Many people find the Stanford campus aesthetically pleasing. I get it. I even appreciate it. The arcades, the red tile, the palm trees, the fountains, the symmetry. But I'm still appalled by the sheer number of tourists. Buses come up Palm Drive, park along the Oval, and unleash their camera-toting multitudes to wreck havoc on the Main Quad. Usually I can take this in stride. Like how I deal with the fact that every time I bike to the department in my hoodie on a weekend morning to print some article or grab some last minute materials, I bike through the after shocks of a wedding. This is how things are. But sometimes, it becomes too much.
Cases in point: In the space of one week, both of the following happened to me.
1. Beautiful sunny day. I'm minding my own business, walking down the arcade parallel to Serra. Suddenly I realize that this guy walking perpendicularly to me is not manoevering to avoid me, but rather is on a crash course to intercept me. I look up. Young European-looking blond guy is handing me a camera and wants his picture taken with the sculptures and Memorial Church in the background. I do so, and he has to repeat directions on how to press the button as I try to get a pic that doesn't have too many other people in it.
2. I had just picked up the 1964 compilation of Harper's Magazine from the library, because I want to use the essay "The Paranoid Style in American Politics" in my PWR course. And I have this dream of inspiring students to use the library by giving them a copy of the actual magazine from 1964. Anyways. So I'm sitting at the bus stop flipping through 40 year old ads for vermeoth and vacations to Egypt -- Let me interrupt myself: While getting these old magazines, I happened to look at some mags from the mid-70's, which were advertising cars with 24 miles to the gallon. And I thought, Christ, this is depressing. Fuel efficiency hasn't improved in the last 30+ years. Imagine what technological improvements could have been initiated if big oil didn't own our government. It's not inconceivable that we could have been much less reliant on the Middle East, and could therefore have saved ourselves a few trillion dollars and many thousands of lives. But I digress.

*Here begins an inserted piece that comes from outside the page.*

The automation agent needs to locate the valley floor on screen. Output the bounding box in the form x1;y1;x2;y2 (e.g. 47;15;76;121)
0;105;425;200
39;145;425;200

So I'm sitting at the bus stop with my ads for scotch and typewriters, when this man and young woman approach me, camera in hand. "Can we take a picture with you?" At first I thought he was asking me to take a picture of them. But no. He sat by me, asked if I was a student ("Yes, in English"), put his arm over the back of the bench, and the lady snapped a picture of us. I smiled. He said something which I at first thought was "You should come to China," but was actually "I'm from China" (or something to that effect). Shanghai, in fact. Sounds like he's going to be a student here. To which I commented on the distance and the nice weather in CA, and to enjoy it.
What makes this even funnier, is that the same thing happened to Jessica when she visited a couple of weeks ago. She got her picture taken by a tourist in the bookstore coffee shop, despite her protests that she doesn't actually go here yet.
Who knew that Stanford students were a curiosity worthy of photo documentation.